How Fuzzy are Your Fuzzers?

As long as a fuzzer is uncovering a steady stream of bugs, we can have confidence it’s serving its purpose. But a silent fuzzer is harder to interpret: is our program finally free of bugs, or is the fuzzer simply unable to reach the code in which they are hidden?

Code coverage reports can help here: we can manually check which functions and blocks of code the fuzzer has executed. We can see what coverage is missing that we want or expected to be covered, and then figure out ways to help the fuzzer explore that code. We implement those changes, run the fuzzer again, check the coverage reports again, and can verify our changes had the desired effect.
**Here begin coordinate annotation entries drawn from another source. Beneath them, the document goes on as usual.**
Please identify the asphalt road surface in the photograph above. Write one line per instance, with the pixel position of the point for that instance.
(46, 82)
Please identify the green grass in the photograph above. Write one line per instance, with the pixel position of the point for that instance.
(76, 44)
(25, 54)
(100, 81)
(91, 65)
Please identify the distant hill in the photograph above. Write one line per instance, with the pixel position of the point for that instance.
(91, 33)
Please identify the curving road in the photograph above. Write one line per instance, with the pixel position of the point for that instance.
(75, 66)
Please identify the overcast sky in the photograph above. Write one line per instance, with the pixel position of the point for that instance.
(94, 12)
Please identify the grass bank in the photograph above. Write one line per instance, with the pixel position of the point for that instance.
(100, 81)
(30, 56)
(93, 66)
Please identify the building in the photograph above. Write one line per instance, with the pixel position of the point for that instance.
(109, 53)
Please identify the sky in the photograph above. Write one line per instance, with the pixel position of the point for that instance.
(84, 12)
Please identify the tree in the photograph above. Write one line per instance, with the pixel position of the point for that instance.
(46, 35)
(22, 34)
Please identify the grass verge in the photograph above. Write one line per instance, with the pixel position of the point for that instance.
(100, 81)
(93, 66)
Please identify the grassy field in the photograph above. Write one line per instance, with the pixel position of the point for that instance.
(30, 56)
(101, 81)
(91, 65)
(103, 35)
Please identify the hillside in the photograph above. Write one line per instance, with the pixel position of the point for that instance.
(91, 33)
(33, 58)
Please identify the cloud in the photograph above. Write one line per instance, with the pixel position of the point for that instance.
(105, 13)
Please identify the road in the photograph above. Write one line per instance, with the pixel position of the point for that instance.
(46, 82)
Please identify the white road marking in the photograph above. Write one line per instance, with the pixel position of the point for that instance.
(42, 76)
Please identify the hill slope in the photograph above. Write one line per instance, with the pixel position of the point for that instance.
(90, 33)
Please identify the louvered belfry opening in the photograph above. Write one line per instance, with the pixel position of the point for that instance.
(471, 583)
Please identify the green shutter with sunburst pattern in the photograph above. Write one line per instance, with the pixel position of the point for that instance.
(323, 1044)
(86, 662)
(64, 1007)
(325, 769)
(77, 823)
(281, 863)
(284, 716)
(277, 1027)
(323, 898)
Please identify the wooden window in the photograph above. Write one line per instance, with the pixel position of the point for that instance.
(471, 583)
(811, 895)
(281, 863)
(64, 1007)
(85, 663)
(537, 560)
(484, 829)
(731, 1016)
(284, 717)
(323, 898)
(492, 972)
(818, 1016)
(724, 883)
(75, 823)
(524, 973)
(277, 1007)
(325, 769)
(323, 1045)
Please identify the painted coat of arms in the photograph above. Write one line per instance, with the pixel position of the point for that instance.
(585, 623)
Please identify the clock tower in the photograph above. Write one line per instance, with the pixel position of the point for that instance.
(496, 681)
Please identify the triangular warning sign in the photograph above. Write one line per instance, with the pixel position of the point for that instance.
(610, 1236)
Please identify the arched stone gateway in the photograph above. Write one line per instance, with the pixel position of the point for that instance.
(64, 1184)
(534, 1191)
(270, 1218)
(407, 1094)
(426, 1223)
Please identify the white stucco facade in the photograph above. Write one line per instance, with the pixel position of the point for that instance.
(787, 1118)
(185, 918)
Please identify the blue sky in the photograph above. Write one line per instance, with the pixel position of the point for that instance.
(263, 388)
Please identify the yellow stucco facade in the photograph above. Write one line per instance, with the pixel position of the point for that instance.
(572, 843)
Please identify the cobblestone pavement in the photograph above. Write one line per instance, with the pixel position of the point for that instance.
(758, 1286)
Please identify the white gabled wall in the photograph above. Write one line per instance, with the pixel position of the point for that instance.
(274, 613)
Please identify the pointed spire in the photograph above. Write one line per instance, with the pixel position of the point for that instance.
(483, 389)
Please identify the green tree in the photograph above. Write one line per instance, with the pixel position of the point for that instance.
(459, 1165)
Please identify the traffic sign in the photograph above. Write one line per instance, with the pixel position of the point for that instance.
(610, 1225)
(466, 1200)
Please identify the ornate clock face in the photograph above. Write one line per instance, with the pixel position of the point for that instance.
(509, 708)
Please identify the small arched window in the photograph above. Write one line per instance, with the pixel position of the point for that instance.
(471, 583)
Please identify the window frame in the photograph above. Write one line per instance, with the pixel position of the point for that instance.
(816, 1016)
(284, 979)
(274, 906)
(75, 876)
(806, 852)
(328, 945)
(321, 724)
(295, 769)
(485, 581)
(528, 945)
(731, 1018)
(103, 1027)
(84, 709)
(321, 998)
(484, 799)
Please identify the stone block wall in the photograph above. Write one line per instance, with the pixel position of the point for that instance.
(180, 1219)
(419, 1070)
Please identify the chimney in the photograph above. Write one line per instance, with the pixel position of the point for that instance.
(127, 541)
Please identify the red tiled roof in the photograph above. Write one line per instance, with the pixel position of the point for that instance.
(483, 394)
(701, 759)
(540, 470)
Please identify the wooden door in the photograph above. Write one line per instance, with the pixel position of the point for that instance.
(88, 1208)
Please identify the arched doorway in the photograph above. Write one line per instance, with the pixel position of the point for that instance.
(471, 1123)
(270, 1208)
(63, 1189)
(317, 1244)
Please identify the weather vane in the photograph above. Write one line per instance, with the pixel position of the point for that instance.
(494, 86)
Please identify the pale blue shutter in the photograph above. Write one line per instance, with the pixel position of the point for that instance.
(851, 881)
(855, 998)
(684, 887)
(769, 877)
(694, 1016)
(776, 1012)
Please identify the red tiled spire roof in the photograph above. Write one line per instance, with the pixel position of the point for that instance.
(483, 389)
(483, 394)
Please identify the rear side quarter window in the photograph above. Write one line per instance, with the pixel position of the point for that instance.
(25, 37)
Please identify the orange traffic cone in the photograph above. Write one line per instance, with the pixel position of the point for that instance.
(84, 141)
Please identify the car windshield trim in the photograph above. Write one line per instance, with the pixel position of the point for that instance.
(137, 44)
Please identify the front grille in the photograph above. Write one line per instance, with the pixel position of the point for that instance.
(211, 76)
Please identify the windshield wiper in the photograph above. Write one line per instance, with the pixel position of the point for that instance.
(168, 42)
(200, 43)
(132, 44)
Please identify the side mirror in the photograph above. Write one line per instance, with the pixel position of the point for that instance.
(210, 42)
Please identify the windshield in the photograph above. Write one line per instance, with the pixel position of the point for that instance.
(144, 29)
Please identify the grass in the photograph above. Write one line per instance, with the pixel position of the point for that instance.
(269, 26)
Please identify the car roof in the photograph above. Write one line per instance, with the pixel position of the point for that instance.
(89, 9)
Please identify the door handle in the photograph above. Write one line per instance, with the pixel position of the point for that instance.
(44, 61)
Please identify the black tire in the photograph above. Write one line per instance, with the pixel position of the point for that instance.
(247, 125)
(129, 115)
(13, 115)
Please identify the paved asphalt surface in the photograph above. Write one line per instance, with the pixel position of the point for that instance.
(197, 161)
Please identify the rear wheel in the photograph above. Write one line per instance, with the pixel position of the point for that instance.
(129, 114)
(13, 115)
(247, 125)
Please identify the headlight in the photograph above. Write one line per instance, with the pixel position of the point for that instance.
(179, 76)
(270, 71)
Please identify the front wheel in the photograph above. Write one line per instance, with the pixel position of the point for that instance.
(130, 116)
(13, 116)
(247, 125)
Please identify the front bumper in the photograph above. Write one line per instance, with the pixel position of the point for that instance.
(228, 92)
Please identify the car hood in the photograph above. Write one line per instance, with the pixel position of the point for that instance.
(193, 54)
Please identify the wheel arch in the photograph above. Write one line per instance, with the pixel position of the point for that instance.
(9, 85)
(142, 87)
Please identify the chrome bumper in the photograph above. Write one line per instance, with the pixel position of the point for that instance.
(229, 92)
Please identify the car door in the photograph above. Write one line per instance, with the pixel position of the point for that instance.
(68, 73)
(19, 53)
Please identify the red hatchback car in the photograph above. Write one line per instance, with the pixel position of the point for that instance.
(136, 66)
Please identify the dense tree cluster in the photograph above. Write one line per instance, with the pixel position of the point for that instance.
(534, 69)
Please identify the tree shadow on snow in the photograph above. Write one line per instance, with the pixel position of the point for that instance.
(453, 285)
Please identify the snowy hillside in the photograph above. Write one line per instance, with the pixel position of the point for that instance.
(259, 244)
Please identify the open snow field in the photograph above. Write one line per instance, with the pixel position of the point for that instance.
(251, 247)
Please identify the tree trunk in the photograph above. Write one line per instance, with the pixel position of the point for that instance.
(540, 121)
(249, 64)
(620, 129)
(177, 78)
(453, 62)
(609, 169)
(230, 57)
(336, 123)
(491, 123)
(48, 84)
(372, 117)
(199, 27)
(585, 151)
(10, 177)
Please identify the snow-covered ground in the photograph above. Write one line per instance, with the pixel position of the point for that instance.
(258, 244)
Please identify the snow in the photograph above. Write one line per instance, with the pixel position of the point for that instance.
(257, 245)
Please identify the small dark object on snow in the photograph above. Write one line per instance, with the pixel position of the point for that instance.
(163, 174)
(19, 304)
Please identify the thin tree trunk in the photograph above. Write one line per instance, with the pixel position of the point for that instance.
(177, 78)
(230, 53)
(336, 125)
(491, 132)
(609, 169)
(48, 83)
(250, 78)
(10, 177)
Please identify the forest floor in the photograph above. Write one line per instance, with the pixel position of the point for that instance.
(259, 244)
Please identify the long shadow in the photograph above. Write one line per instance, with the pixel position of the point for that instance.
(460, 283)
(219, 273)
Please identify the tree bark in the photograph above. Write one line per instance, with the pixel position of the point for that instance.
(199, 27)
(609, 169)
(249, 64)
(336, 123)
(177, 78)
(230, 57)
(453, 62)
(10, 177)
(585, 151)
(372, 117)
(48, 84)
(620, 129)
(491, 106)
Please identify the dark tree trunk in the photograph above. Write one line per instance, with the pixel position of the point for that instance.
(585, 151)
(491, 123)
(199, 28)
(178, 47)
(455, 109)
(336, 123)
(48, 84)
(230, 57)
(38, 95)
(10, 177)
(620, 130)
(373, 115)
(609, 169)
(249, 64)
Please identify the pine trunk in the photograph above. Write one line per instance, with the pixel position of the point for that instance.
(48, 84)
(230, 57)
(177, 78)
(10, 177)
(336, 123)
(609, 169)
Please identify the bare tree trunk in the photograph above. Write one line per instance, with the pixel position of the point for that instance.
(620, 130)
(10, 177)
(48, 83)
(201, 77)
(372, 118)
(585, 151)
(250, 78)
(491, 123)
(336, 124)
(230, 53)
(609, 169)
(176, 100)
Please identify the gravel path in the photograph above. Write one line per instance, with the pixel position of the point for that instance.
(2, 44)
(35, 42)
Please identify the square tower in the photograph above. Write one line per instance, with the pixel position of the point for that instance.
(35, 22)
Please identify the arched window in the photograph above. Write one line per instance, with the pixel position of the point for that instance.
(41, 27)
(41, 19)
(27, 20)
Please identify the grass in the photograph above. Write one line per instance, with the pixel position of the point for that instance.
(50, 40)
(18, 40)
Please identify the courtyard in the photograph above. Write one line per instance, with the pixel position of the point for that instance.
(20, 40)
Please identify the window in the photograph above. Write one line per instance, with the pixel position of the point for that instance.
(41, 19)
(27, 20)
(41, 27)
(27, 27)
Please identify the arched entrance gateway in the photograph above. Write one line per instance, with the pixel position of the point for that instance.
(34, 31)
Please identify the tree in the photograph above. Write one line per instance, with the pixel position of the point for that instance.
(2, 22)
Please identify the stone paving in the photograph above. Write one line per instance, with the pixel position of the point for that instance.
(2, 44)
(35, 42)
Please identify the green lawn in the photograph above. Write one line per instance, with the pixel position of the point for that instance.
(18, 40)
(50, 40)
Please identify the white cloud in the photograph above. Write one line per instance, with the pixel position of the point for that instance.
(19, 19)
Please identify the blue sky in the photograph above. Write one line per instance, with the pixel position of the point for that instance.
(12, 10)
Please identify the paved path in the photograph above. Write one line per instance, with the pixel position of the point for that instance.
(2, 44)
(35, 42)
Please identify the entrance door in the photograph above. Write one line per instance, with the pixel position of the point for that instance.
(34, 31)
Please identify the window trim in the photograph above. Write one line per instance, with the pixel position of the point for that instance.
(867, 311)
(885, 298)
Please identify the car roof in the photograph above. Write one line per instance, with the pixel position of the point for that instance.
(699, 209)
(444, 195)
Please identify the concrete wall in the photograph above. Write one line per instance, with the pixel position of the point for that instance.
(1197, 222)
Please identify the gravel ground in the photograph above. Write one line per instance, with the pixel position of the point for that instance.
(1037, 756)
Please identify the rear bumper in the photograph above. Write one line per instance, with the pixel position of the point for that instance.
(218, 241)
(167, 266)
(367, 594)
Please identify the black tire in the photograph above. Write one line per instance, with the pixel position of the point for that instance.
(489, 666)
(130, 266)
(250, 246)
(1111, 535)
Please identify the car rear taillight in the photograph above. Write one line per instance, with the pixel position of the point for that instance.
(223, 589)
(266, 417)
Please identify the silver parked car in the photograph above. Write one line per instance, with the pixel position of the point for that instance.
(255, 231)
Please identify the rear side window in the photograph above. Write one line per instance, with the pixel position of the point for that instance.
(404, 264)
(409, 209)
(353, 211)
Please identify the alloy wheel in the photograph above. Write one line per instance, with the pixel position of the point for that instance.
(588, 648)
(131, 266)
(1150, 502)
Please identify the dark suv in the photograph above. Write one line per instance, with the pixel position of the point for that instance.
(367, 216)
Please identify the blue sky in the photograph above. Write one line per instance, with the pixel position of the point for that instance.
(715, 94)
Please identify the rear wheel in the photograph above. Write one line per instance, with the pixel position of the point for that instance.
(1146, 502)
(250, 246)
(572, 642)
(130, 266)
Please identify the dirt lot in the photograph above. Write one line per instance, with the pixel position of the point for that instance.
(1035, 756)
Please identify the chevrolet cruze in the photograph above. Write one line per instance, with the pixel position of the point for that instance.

But how can we be sure that the fuzzer will continue exercising these code paths — especially in evolving code bases with many developers collaborating together? Imagine this scenario: we have a generator that creates test cases that are guaranteed to be syntactically correct, but aren’t guaranteed to type check even if they do in practice 99% of the time. Therefore, our try-and-compile-the-input fuzz target intentionally ignores type errors so it can skip to the next probably-well-typed input, hoping that compiling that next input will trigger an internal compiler assertion or find some other bug. However, some change in one of the generator’s dependencies perturbed the generator so that now it only generates ill-typed programs. After this change, the fuzzer will never exercise our compiler’s mid-end optimizations and backend code generation because it always bounces off the type checker. This is a huge reduction in code exercised by the fuzzer and nothing alerted us to this regression!¹

Manually checking coverage reports every week, month, or whenever you happen to remember is tedious. Even worse, if we accidentally introduce a coverage regression, we won’t catch that until the next manual review. What if we unknowingly cut a release during one of these periods? We could ship bugs that we would otherwise have caught — not good!

This isn’t a hypothetical scenario. We’ve been bitten by it in the Wasmtime project, as detailed in the following quote from one of our security advisories:

This bug was discovered when we discovered that Wasmtime’s fuzz target for exercising GC and stack maps, table_ops, was mistakenly not performing any actual work, and hadn’t been for some time now. This meant that while the fuzzer was reporting success it wasn’t actually doing anything substantive. After the fuzz target was fixed to exercise what it was meant to, it quickly found this issue.

Catching bugs early, before you release them, is much preferable to the alternative! Exposing users to bugs isn’t good and writing security advisories and patches isn’t fun.

A more robust solution than periodic coverage reviews is to manually instrument your code with counters or other metrics and then write tests that run your fuzz target N times and assert that your metrics match your expectations within some margin of error. This technique is really low effort and high reward for fuzz targets that are specifically designed to exercise one corner of your system. Even just a single counter or boolean flag can provide lots of value!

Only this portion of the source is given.